New High Way to Dolpo
... is not good news for trekkersHere in Dho Valley, in the arid mountains of northwestern Nepal, the only sounds used to be tinkling yak bells and the flapping of wind on prayer flags. Now, there is another one: the throb of internal combustion engines.
Chinese motorcycles roar down the dusty trails of once quiet Dho, and the growl of an excavator can be heard from across the valley. It will not be long before the Sumo pickups arrive from the district headquarter in Dunai, which itself was recently connected to Nepal’s road network.
During his state visit to Nepal last week, Chinese President Xi Jinping said Nepal would go from being landlocked to‘land-linked’, and promised to help build better road access across the Himalaya from Nepal to China. This is what ‘better connectivity’ looks like here at ground zero in Dolpo.
One of Nepal’s priorities for trans-Himalayan connectivity is the Kali Gandaki Corridor from the Tarai, through Mustang to the Korala checkpoint at the Chinese border. The new road from Marim Pass on the Tibet border to Dunai has now reached Dho and Chharkha.
On parts of the road that are already motorable, motorbikes noisly overtake trekking groups spewing clouds of dust as they climb the trails. Neither the trekkers nor lodge owners are happy.
“They go so fast, they are noisy and irritating. It is dangerous for school children and older people — it will kill someone one day,” grumbles Tenzin Gurung, a monk at the Sitcho gomba.

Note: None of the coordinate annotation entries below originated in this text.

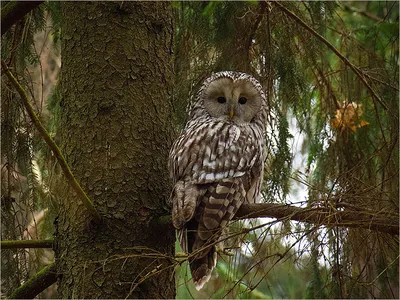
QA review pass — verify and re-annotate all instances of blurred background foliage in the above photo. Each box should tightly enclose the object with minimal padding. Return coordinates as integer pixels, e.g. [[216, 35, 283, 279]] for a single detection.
[[1, 1, 399, 299]]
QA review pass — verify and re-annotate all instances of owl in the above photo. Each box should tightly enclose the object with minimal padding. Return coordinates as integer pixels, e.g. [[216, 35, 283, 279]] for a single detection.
[[169, 71, 267, 290]]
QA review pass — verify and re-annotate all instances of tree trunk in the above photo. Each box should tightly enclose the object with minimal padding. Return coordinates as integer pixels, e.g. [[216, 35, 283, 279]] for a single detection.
[[55, 2, 175, 298]]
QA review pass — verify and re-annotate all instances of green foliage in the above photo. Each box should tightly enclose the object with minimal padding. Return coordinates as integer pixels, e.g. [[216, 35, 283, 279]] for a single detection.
[[1, 1, 399, 299], [175, 1, 399, 298]]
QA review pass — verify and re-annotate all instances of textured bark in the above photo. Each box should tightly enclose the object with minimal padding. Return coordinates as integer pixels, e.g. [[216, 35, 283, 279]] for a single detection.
[[1, 1, 44, 35], [55, 2, 175, 299]]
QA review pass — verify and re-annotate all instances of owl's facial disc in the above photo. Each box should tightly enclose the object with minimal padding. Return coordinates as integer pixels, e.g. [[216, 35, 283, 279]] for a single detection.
[[204, 78, 262, 124]]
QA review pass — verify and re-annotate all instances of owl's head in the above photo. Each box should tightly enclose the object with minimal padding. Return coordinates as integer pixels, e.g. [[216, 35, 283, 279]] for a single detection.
[[198, 71, 265, 124]]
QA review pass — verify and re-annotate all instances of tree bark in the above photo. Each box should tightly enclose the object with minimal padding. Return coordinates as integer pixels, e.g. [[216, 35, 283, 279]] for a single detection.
[[55, 2, 175, 299]]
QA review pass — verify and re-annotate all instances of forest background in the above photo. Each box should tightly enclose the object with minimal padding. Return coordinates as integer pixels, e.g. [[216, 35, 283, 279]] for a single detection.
[[1, 1, 399, 299]]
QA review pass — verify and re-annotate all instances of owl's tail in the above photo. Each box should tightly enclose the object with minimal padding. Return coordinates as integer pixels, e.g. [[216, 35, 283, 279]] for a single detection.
[[189, 246, 217, 291]]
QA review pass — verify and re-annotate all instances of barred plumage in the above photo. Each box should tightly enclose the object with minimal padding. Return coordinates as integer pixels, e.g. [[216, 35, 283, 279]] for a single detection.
[[170, 71, 267, 289]]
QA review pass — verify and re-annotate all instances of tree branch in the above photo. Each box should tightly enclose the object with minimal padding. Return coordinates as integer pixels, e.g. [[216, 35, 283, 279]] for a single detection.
[[234, 203, 399, 235], [343, 4, 385, 22], [1, 60, 101, 222], [272, 1, 388, 110], [1, 1, 44, 35], [1, 240, 53, 249], [8, 263, 57, 299]]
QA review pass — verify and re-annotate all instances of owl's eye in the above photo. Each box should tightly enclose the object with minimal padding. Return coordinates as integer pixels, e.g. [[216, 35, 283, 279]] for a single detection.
[[239, 97, 247, 104], [217, 97, 226, 104]]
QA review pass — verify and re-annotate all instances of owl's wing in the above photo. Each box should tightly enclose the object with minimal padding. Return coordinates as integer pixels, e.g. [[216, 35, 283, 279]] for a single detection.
[[170, 122, 263, 289]]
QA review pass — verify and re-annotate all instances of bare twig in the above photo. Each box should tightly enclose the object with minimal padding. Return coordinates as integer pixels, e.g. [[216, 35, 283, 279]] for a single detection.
[[1, 60, 101, 222], [1, 240, 53, 249], [343, 5, 384, 22], [235, 203, 399, 235]]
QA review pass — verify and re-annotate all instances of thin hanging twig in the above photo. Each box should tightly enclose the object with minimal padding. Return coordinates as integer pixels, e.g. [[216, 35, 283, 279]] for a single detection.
[[1, 60, 101, 222], [272, 1, 388, 110]]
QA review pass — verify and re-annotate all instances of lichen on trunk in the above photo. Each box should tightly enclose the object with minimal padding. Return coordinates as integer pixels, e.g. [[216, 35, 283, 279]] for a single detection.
[[55, 2, 175, 298]]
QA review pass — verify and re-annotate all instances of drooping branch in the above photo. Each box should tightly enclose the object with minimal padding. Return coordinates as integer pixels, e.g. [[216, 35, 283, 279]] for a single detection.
[[1, 60, 101, 222], [8, 263, 57, 299], [272, 1, 388, 110], [157, 203, 399, 235], [235, 203, 399, 235], [1, 1, 44, 35], [1, 240, 53, 249]]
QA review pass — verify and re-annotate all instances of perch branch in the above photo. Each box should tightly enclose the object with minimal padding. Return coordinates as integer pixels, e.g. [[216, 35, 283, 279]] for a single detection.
[[234, 203, 399, 235], [1, 1, 44, 35], [272, 1, 388, 110], [1, 240, 53, 249], [8, 263, 57, 299], [157, 203, 399, 235], [1, 60, 101, 222]]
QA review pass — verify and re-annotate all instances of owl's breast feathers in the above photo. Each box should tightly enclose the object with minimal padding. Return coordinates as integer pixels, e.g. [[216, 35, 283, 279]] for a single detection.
[[170, 121, 264, 289], [170, 121, 265, 184]]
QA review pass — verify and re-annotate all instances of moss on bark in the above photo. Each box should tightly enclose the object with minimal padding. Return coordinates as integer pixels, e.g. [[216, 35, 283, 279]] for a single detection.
[[55, 2, 175, 298]]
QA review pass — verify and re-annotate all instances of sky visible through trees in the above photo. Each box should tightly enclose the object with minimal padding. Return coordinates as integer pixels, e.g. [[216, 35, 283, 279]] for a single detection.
[[1, 1, 399, 299]]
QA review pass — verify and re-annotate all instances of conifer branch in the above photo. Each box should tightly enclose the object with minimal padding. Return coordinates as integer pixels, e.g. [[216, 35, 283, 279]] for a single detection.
[[1, 60, 101, 222], [1, 1, 44, 35], [234, 203, 399, 235], [8, 263, 57, 299], [1, 240, 53, 249], [272, 1, 388, 110]]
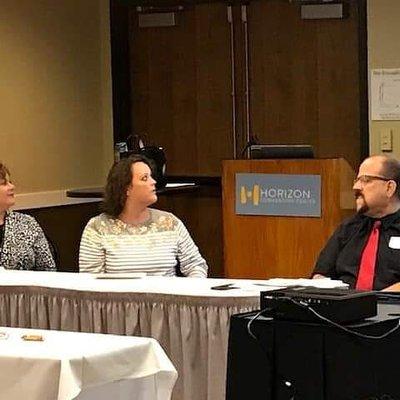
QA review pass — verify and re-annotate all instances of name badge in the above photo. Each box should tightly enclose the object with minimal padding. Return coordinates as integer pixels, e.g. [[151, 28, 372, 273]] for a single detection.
[[389, 236, 400, 249]]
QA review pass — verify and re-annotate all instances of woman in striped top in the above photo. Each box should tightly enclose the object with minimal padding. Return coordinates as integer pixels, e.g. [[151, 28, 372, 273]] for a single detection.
[[79, 155, 208, 277]]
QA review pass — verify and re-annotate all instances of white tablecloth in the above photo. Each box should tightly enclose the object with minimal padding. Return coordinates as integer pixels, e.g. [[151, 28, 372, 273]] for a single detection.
[[0, 327, 177, 400], [0, 271, 346, 400]]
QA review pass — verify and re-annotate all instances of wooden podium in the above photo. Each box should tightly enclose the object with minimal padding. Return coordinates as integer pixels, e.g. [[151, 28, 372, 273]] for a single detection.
[[222, 159, 355, 278]]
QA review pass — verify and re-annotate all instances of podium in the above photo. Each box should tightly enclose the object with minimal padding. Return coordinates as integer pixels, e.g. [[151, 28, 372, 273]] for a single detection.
[[222, 159, 355, 279]]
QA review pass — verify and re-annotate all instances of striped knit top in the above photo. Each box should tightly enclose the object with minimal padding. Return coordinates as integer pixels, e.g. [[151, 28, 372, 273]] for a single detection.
[[79, 209, 208, 277]]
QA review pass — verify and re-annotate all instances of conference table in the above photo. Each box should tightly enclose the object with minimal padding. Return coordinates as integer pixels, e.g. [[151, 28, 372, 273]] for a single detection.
[[0, 327, 177, 400], [0, 269, 346, 400]]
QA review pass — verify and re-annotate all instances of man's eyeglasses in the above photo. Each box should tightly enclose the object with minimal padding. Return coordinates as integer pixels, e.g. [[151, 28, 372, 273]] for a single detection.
[[353, 175, 392, 185]]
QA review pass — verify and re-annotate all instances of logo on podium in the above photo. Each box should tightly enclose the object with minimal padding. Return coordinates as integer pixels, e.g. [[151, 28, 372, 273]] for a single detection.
[[235, 173, 321, 217]]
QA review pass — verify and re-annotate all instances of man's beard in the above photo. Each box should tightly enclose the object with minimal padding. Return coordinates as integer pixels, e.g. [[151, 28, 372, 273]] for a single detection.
[[354, 191, 369, 214]]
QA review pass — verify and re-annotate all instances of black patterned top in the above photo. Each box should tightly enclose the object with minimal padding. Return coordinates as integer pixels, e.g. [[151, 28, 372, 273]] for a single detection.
[[0, 211, 56, 271]]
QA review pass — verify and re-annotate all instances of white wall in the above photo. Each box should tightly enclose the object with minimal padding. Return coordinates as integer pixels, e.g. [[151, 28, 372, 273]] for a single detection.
[[0, 0, 113, 203], [368, 0, 400, 158]]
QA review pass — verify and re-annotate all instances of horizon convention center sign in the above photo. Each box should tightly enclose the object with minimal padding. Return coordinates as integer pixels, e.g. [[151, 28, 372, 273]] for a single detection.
[[235, 173, 321, 217]]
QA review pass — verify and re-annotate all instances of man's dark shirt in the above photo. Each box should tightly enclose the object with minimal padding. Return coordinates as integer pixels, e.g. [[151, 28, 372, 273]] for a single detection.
[[313, 210, 400, 290]]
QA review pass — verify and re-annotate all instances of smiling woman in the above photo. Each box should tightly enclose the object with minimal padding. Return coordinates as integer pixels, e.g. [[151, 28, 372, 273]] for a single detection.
[[0, 163, 56, 270], [79, 155, 208, 277]]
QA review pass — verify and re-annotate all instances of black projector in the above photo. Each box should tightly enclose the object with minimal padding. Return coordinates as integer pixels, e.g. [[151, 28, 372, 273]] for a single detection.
[[260, 286, 377, 323]]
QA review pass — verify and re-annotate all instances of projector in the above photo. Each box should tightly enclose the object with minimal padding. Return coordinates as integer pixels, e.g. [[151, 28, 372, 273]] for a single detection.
[[260, 286, 377, 323]]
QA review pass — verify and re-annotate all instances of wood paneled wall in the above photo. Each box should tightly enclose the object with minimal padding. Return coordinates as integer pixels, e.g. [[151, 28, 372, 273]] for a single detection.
[[130, 3, 233, 175], [249, 1, 366, 168], [124, 0, 368, 175]]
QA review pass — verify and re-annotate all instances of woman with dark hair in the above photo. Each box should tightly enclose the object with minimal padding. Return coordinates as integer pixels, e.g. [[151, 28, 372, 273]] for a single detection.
[[79, 155, 208, 277], [0, 163, 56, 271]]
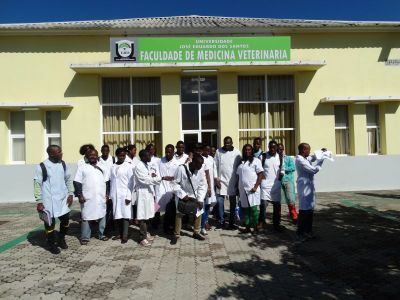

Across the road however, a younger trader is excited about the road since it will provide easier access to the market and bring down the cost of food.
Such ambivalence has accompanied Nepal’s rapid road-building spree in other parts of the country like Tsum, Manang and Mustang. But perhaps nowhere has the change from no-road to road been as dramatic as here in Dolpo, which was the last district in Nepal not linked by road.
Over on the other side of Mo La pass, at 5,021m, an excavator is clearing a switchback down the rocky slope that follows the trekking trail, which itself followed the ancient trading route from Dolpo to Mustang.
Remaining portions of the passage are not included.